Anavatan Partisi Grup Toplantısı, bugün TBMM'de gerçekleştirildi. Genel Başkan Erkan Mumcu, parti grubunda yaptığı konuşmasında, hükümeti ve Başbakan'ı sert bir dille eleştirdi. Dünkü bütçe görüşmelerini bir "tuluat" sahnesi olarak nitelendiren Mumcu, "Dün bütçe müzakerelerini izleyen vatandaşlarımız, televizyonlarının önüne otururken geçmişte yapılan bütçe görüşmelerini de hafızalarında tutarak, Türkiye'nin meseleleri hakkında siyasetçilerinden, milletvekillerinden önemli ufuklar, vizyonlar, çözümler bekledi.

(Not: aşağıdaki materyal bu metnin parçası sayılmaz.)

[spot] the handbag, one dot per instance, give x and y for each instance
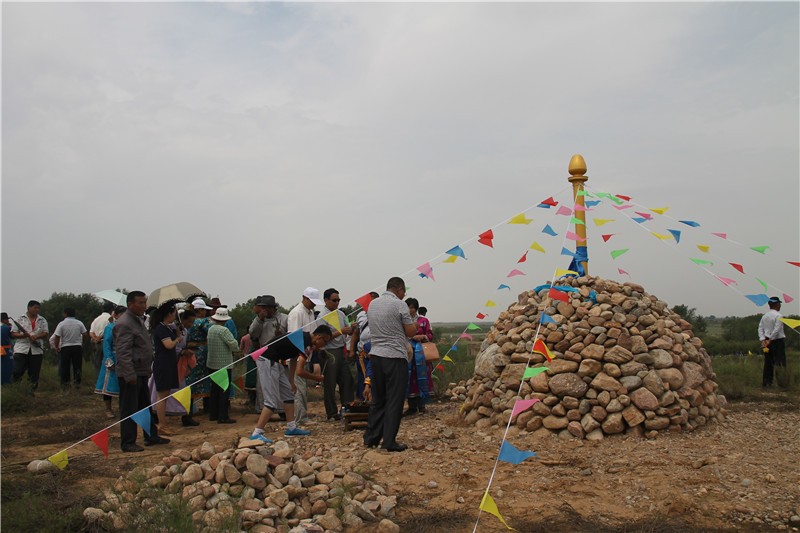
(431, 351)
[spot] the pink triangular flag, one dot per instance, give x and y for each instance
(522, 405)
(726, 281)
(426, 270)
(574, 237)
(256, 354)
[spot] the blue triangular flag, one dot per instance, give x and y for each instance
(758, 299)
(456, 250)
(547, 319)
(297, 339)
(510, 454)
(142, 418)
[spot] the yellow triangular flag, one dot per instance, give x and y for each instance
(184, 396)
(537, 247)
(792, 323)
(520, 219)
(59, 459)
(332, 318)
(562, 272)
(488, 505)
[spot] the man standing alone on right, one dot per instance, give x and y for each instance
(390, 326)
(770, 332)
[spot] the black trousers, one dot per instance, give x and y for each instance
(28, 362)
(133, 398)
(70, 356)
(389, 378)
(337, 372)
(218, 401)
(776, 356)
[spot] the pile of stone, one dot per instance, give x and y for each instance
(261, 488)
(625, 363)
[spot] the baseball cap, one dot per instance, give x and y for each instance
(313, 294)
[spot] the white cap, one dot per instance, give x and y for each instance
(313, 294)
(199, 303)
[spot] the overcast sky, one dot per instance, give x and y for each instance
(262, 148)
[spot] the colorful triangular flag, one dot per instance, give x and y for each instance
(510, 454)
(488, 505)
(486, 237)
(184, 396)
(520, 219)
(142, 418)
(101, 440)
(296, 338)
(220, 377)
(332, 318)
(456, 251)
(61, 459)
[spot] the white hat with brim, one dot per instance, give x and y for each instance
(313, 294)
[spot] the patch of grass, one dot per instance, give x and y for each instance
(739, 378)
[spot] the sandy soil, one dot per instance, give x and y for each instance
(742, 475)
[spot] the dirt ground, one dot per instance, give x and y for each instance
(741, 475)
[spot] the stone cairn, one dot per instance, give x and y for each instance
(625, 364)
(262, 488)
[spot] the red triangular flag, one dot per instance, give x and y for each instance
(549, 201)
(364, 301)
(486, 238)
(558, 295)
(101, 439)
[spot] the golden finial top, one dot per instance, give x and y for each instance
(577, 166)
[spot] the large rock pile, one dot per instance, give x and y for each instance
(625, 363)
(263, 489)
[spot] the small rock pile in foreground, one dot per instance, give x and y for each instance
(625, 363)
(267, 488)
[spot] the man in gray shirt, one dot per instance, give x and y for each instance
(390, 326)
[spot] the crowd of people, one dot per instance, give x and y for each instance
(144, 356)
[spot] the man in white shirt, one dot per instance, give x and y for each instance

Dün TBMM Genel Kurulu'nda yaşanan manzarayı en azından hükümet sözcülerinin ortaya koyduğu tutumu hiç olmamış kabul etmek, galiba hepimiz için en hayırlısı. Bugün gazetelere baktığınız zaman gördüğümüz şey, dün TBMM'de bir ağız dalaşının yaşanmış olduğu. Hikmetyar'ın önünde diz çöktün mü çökmedin mi? Değiştin mi değişmedin mi? Geliştin mi gelişmedin mi? Adeta bir kişilik testi. Vatandaşın TBMM'ye baktığında görmek istediği şey, gerçekten kendi sesini işitmek. Kendi halini anlatan, kendi vekillerinin kendi davasının peşinde onun hayatını değiştirecek, onun hayatını geliştirecek bir çabanın içinde olduklarını görmek. Yani Başbakan'ın bu süre içinde ne kadar değiştiğini kaç kere değiştiğini dinlemek, görmek üzere televizyonları başında Meclis'i izlemeye başlamadı. Ya da 30 yıldır hiç değişmemiş olmak gibi bir iddiayı 'tencere dibin kara seninki benden kara' gibi bir şey dinlemek için oturmadı. Siyaseti bir iktidar yarışı, hatta bir tür orta oyunu tuluat gibi gösteren sahneler ne yazık ki milletimizin gelecekten umutlarını kırıyor. Oysa millet işsiz olan çocuğu için iş bekliyor. En azından bir işinin olabileceğine dair umut görmek istiyor. Yoksulluğunun bir parça azalacağını görmek istiyor" şeklinde konuştu.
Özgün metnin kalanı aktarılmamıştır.